Improving Autoregressive Video Modeling with History Understanding¶

Conference: ICLR 2026
OpenReview: https://openreview.net/forum?id=kd2V5Bkw1D
Code: To be confirmed
Area: Video Generation / Autoregressive Video Modeling
Keywords: VideoAR, Diffusion Models, Masked Modeling, History Representation, Self-supervised Representation Learning

TL;DR¶

This paper identifies the "quality of internal representations of historical frames" as an overlooked key variable in diffusion-based autoregressive video generation (VideoAR). It proposes MiMo (Masked History Modeling), which performs masked reconstruction of clean historical frames alongside the diffusion denoising objective. This approach learns stronger history representations in a self-supervised manner, significantly improving convergence speed and generation quality without relying on Visual Foundation Models (VFM).

Background & Motivation¶

Background: VideoAR sequentially predicts future frames given historical ones, naturally fitting the causal structure of videos and supporting variable-length generation. While early AR methods lagged behind non-AR ones, recent diffusion-based VideoAR models (DFoT, ACDiT, MAGI, FAR) have returned to competitiveness by approximating complex conditional distributions through iterative denoising.
Limitations of Prior Work: In T2I/T2V and class-conditional generation, "stronger conditional representations" almost always improve generation quality.
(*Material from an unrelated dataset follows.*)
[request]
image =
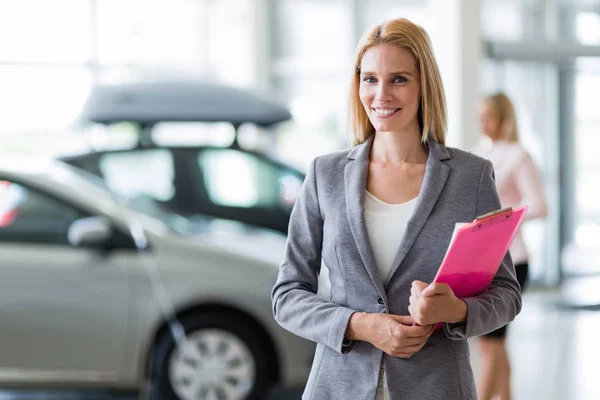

However, in VideoAR, historical frame representations used as condition signals are learned passively via the diffusion objective and have not been specifically optimized. The diffusion objective focuses on modeling low-level details of future frames, which can disturb representation learning, preventing high-quality history representations from "emerging spontaneously."
Key Challenge: A shortcut is distilling features from VFMs (e.g., REPA), but VFM training is expensive and carries OOD risks in new video domains. The challenge is enabling the model to learn semantically aligned, predictive, and robust history representations without introducing VFMs or significantly altering the architecture.
Goal: Systematically verify the causal relationship between "history representation quality" and "VideoAR performance," and design a VFM-free, lightweight representation learning objective for diffusion VideoAR.
Core Idea: Utilize historical frames for dual purposes—as clean conditions for denoising future frames and as inputs for masked self-supervised reconstruction. By performing masked modeling on clean history (rather than noisy inputs), the model learns strong representations without interfering with diffusion denoising.

Method¶

Overall Architecture¶

MiMo adopts the Complete Teacher Forcing (CTF) training paradigm, providing the model with clean (noise-free) historical frames during training to eliminate the train-test distribution shift of diffusion forcing. A video sequence is split into two paths: one path masks tokens of historical frames \(h\) using random tube masking; the other path adds Gaussian noise to future frames \(f\). Beyond the standard diffusion denoising loss, a lightweight decoder reconstructs the current and next frames from the intermediate features of the masked history. The two objectives are trained jointly. During inference, the decoder is discarded, and the model generates frames via standard AR denoising with KV caching.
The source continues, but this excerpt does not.